Reviewer's capsule (I'll save you some time): Get this album even if you already have the CARA award-winning EP released last year. The additional songs on here are even better. Now read the love note that follows.

Who knew that you could improve upon near perfection? The members of baSix did, apparently. Their new recording, Star People, builds from the utter joy that was Embodiment into a magnificent work of art. They've taken their light pop-infused vocal style and added a maturity of sound that comes across as both sexy and sophisticated. As members come and go, the baSix sound remains consistent — like liquid gold. There is a warmth to each track that makes it seem like you're in a private concert. Each note, phrase and melodic line seems uttered in that perfect instance for you and you alone. Power, passion and promise all rolled into one breathtakingly beautiful package.

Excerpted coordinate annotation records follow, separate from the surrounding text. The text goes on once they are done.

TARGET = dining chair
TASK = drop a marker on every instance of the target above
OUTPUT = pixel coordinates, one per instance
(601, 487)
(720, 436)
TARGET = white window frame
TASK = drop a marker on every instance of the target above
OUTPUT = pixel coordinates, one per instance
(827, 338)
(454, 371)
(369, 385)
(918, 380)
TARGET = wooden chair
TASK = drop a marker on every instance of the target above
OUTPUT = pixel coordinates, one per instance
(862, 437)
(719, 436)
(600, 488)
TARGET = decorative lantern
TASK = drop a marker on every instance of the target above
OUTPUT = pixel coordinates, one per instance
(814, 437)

I Wonder Why is the perfect embodiment (cheeky me) of their ability to touch this crabby old guy's heart and soul. Anders ├śrsager's arrangement is sparse without being empty: some simple ahs and ohs with occasional background vocal lines and an amazing group vibrato at the end. His solo lifts and builds, soars and thrills, revealing a lover's purest anguish. If you aren't moved and possibly tearing up by this track, you have a cold, cold heart. Yeah, I said it.

And love is in the air. The album recreates a concept concert the guys performed for a year — a loving tribute of covers by some of the group's favorite artists and musical influences. There is jazz, rhythm and blues, cabaret, dance, pop and soul. Artists run the gamut as well, with Madonna, Kylie Minogue, Elvis Costello, Paul Simon, George Michael, Sting, Elvis, Robbie Williams and Tarkan all making appearances. I'm sure you're wondering who Tarkan is. YouTube the name and be prepared to dance to some hot Turkish beats. The baSix version, Simarik, of the infamous "Kiss Kiss" is just as entrancing.

The first dozen tracks are studio recordings taken from the concert program while tracks 13-15 are live recordings from various concerts. Track 16 is bittersweet in its poignancy and is the only original song. The End resonates for many reasons. I'm assuming that it ended every concert as it does on the recording. But more importantly, it signifies the end of the 10-year career of soloist, arranger and composer Jakob Hejlensen. Yes, it has its sentimental moments, but out of context it's a pretty excellent pop song. I've come to expect nothing less from my current favorite group.

My favorite tracks include Can't Get You Out of My Head, This House Is Empty Now, Sorry/Hung Up, Nothing Else Matters and the aforementioned I Wonder Why. I'm not a huge Elvis fan, but man the re-tooling of All Shook Up into an m-pact-like jazz song gave me pause. I loved it. The loungey-choral take on Madonna's Sorry as the entrance to the more dance and studio effected Hung Up is sheer genius. This is music that makes you laugh and smile, with sporadic "Oh my god! No, they didn't!" moments. Well worth any import costs. These are stars, people, stars I tell ya. Please keep it coming. I'll even listen to another holiday album.